Eventually, 16 of them used their licences to set up tank farms and scramble for contracts to import fuel. In May 2011, Nigeria signed Memorandum of Understanding (MoU), with Chinese businessmen who planned to set up three refineries in Bayelsa, Lagos and Kogi states.
In July 2012, the FG entered into another Memorandum of Understanding (MoU) with American investors to set up six private modular refineries within 30 months at the cost of $4,5billion each. For now, it is still work in progress.
In spite of the high cost of doing business in Nigeria, Alhaji Aliko Dangote is committing over $9billion to building a refinery and petrochemical company. There are other Nigerians who want to invest in setting up private refineries but they want business-friendly environment.
In this edition of Vanguard Conference Hall focuses on the subject of: Building Local Capacity for Refining crude Oil in Nigeria.Let me start with Mr. Cole, Sir, is it mission impossible for Nigeria to own refinery and locally process crude oil for domestic consumption? What are the problems with our downstream sector?
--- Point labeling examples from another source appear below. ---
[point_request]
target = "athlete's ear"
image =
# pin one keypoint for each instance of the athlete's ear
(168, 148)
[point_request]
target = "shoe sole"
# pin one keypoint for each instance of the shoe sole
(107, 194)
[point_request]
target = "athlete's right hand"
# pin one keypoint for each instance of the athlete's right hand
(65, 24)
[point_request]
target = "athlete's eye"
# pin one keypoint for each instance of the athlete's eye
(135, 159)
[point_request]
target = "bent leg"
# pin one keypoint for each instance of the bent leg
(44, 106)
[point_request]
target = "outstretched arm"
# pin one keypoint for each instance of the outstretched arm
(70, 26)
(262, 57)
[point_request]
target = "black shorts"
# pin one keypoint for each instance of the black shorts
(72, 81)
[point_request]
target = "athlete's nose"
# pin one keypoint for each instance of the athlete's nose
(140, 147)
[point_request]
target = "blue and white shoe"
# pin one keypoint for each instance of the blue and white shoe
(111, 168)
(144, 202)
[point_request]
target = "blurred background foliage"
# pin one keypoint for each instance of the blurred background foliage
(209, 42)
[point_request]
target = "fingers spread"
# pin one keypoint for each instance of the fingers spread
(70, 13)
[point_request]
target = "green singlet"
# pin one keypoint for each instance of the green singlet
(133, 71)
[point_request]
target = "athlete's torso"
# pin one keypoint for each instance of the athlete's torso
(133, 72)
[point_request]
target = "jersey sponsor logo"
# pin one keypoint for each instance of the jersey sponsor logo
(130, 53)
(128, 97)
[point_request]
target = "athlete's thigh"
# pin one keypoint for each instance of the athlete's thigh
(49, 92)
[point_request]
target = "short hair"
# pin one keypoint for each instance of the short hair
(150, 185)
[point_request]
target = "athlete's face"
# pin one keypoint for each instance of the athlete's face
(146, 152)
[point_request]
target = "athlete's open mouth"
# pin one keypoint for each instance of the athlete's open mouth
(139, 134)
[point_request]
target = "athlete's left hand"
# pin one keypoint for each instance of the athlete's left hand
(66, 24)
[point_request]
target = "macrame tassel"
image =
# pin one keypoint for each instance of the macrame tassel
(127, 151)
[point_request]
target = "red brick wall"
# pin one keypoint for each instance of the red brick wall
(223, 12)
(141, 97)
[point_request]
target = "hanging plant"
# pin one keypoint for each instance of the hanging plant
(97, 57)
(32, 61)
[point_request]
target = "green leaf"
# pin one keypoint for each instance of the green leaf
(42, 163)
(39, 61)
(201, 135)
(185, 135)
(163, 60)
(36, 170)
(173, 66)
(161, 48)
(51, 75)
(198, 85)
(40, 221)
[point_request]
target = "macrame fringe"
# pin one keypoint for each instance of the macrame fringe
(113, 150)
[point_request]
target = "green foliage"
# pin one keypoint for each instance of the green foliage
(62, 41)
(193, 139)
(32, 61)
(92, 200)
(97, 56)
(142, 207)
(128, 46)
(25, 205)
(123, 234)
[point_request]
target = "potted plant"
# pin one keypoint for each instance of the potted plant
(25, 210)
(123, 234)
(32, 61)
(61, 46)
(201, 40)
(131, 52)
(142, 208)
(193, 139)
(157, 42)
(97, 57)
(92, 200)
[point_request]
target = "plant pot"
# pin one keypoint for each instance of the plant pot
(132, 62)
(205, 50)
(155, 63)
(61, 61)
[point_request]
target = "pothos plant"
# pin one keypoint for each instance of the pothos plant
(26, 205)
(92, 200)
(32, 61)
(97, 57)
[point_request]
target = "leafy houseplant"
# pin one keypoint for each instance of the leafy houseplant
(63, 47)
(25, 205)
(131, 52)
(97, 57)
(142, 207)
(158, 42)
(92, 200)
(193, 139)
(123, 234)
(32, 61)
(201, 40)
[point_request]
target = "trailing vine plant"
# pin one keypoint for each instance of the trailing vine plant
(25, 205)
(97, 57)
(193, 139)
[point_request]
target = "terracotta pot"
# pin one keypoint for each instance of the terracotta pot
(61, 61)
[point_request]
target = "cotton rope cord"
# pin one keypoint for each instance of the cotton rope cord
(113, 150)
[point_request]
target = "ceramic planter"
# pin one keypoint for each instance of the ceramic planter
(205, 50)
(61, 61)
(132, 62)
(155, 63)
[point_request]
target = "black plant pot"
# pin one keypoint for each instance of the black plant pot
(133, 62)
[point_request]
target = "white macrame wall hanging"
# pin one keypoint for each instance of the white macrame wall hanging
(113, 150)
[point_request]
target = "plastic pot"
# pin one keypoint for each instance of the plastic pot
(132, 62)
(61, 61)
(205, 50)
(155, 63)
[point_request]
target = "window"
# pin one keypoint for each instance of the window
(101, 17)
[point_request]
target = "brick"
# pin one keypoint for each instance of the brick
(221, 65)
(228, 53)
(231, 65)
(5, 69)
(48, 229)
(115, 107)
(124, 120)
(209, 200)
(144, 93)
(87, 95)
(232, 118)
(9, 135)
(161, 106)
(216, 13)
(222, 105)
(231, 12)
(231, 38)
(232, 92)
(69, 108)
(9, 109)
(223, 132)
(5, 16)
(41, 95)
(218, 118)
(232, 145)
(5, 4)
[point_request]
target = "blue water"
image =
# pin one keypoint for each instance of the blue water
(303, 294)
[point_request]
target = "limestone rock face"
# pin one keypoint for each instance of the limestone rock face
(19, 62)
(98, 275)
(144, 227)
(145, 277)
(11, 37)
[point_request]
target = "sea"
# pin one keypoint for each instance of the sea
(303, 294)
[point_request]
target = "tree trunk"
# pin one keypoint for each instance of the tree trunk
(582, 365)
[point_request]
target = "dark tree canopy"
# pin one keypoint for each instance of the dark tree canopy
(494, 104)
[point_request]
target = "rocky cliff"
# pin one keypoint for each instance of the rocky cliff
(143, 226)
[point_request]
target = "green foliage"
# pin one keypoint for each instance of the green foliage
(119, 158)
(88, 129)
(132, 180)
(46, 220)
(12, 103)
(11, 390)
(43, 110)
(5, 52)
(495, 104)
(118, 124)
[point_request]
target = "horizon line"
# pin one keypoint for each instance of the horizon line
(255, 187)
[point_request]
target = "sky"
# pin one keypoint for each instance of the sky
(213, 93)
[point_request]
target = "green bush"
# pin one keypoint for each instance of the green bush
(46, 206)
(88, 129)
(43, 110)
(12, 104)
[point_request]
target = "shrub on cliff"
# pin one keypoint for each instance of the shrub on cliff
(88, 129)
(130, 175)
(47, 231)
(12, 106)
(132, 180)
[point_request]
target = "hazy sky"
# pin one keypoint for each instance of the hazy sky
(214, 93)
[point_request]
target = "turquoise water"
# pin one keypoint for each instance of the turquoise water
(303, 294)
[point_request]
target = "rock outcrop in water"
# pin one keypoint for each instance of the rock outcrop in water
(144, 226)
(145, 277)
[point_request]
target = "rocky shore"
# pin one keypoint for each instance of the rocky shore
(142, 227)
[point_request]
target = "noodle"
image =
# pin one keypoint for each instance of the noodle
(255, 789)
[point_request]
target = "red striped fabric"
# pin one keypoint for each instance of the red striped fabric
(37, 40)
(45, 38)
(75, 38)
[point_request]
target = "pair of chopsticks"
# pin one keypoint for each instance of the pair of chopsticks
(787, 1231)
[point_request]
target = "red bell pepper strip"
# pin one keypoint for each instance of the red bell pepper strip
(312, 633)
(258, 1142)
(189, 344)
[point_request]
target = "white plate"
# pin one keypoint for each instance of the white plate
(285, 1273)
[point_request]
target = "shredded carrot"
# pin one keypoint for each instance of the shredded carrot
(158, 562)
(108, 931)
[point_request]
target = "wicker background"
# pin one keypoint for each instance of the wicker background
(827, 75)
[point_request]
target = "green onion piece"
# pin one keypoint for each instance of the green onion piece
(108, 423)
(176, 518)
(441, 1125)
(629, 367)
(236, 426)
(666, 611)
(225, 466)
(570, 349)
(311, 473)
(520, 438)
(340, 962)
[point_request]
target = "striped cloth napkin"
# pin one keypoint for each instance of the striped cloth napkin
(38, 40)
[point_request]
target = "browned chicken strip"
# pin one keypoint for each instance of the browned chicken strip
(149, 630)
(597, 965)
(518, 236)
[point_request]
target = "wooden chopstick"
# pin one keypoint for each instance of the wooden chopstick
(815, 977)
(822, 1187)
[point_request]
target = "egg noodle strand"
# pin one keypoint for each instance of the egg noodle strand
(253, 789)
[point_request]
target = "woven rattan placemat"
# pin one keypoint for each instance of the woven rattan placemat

Ladi Cole:We are capable of building refineries. I don’t want us to dwell too much on the history of how we got to where we are now because it is common knowledge that for over 25 years now, we did not build any new refinery or maintain the ones we have. I would not also dwell on how we have evolved into this state of helplessness because we have too much government involvement in whatever we do.
Even within government circle, we have people who exercise too much discretion and matters become too much discretionary there is tendency is for nature of human errors. The peculiarities of this environment has actually made it more difficult for us to replicate those models that have worked elsewhere.
So, when people talk about whether we have the capacity or the competence to build, and maintain refineries, I can tell you that in my view, the competence is not always there, and even when you have the competence, it takes a lot of discipline. If you are in government, it takes a lot of political will to get things done. These refineries that we talk about today were built years ago with a total capacity of 445,000 barrels per day of refined products. At the best of times, they have not been able to do more than 20 to 25 percent of their installed capacity in the last ten years.
And when you aggregate this 20 to 25 percent barrels, there is a very high portion of what you call black oil. In refinery selection, we have black oil, off-speck kerosene, then little PMS, even though PMS accounts for 70-75 per cent of our consumption. AGO accounts for 17 per cent while the others are just fractions of what is left.
So the main focus is on PMS, because that is what people see. I don’t want to discuss kerosene here because that has become the latest scandal in town. If you look at the subsidy which they claim goes into kerosene, you would begin to ask some questions.
Let us assume that they are to give every house hold this type of Indonesian-made LPG burners which are sold for N5, 000.00, or there about, you will not spend the amount of we are talking about as subsidy. If you have a population of 170 million people, divided by six for an average house hold, you will get close to 30 million or 25 million households.
Open market price
Even if you are to give each household a burner that is already filled with LPG, you will realise that we will spend only a fraction of what we are putting into kerosene as subsidy. I don’t know who is benefiting, I don’t want to speculate. All I know is that the open market price does not really justify such huge government expenditure.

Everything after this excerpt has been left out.